I’m much more worried about the fact that they’re a constant feed of activity accessible by anyone who can bypass or be let through Amazon’s access controls.

Or shut them down, given the recent debacle with Amazon shutting down someone's account, disabling their devices in the process.

And here I am with my Eufy cameras...

In fairness is JUST bought the damned things right as all the drama was happening.

Saying this as an ethnically Chinese person who is not being racist... I had a eufy robovac and when I discovered it was Chinese-owned and had a video camera installed on it... I immediately got rid of that thing.
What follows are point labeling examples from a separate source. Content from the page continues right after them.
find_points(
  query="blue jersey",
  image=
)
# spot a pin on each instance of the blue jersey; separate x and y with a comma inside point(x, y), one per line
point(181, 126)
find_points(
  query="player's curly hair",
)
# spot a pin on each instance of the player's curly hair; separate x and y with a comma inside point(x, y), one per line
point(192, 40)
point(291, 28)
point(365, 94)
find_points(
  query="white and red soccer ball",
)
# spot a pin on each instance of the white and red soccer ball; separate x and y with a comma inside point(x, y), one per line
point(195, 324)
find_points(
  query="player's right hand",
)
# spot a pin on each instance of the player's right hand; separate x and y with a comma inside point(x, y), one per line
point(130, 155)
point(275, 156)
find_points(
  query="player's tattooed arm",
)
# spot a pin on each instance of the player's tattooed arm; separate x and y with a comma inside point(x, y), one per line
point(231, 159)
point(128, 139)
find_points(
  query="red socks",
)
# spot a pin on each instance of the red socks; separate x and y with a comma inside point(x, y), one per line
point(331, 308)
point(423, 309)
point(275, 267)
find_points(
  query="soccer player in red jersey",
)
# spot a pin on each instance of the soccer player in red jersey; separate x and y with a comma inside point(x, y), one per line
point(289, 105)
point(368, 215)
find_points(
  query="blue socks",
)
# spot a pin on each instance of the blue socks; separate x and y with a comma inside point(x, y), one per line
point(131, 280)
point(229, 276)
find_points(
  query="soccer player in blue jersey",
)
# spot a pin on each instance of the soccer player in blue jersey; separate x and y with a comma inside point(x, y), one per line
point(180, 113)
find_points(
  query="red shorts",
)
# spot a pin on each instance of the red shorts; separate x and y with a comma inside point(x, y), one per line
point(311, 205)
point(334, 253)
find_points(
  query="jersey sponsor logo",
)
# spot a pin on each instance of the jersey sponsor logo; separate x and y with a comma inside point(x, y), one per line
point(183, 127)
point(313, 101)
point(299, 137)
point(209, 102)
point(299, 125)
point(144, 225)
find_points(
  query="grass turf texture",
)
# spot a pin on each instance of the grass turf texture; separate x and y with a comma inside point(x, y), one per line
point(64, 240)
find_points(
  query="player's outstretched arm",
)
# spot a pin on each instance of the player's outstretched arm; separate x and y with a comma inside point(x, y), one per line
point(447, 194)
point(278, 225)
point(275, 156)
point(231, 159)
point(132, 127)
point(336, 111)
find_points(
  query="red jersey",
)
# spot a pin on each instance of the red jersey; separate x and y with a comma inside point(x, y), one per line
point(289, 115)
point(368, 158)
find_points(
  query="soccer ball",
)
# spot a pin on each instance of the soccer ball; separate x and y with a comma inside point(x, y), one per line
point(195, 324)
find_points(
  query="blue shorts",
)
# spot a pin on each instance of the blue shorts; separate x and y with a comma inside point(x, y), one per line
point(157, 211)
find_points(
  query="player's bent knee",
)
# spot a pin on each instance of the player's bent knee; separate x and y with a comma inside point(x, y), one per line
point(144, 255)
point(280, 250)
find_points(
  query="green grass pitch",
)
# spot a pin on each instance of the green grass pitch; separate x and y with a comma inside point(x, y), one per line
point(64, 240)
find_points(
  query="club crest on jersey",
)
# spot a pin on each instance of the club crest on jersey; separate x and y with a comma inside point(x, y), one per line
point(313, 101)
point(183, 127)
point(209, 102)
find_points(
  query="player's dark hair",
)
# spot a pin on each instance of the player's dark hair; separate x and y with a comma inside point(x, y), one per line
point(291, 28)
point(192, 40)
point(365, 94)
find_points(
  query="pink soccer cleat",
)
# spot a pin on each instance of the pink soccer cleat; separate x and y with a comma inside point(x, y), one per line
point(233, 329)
I don't trust any technology company owned by China to be able to see into my home.

knowing nothing about the Eufy cameras, pros/cons?

It allows local hosting; however, thumbnails are sent through an unprotected, cloud based server where they were also cached. It was easily hacked a while ago, when someone figured out the file names, and their patch was to make the file names more obscure so they cannot be guessed.

I bought them a couple of years before the hack, and shit hit the fan. All my cams are external, so the privacy aspect isn’t as high as those with them inside a child’s room or elsewhere inside.

not just sent through, but indefinitely stored on the cloud server, despite advertising that it was not cloud-connected. It also generated facial-recognition based IDs for people which was also stored, and every single device could be connected to through an non-authorized connection request from VLC player.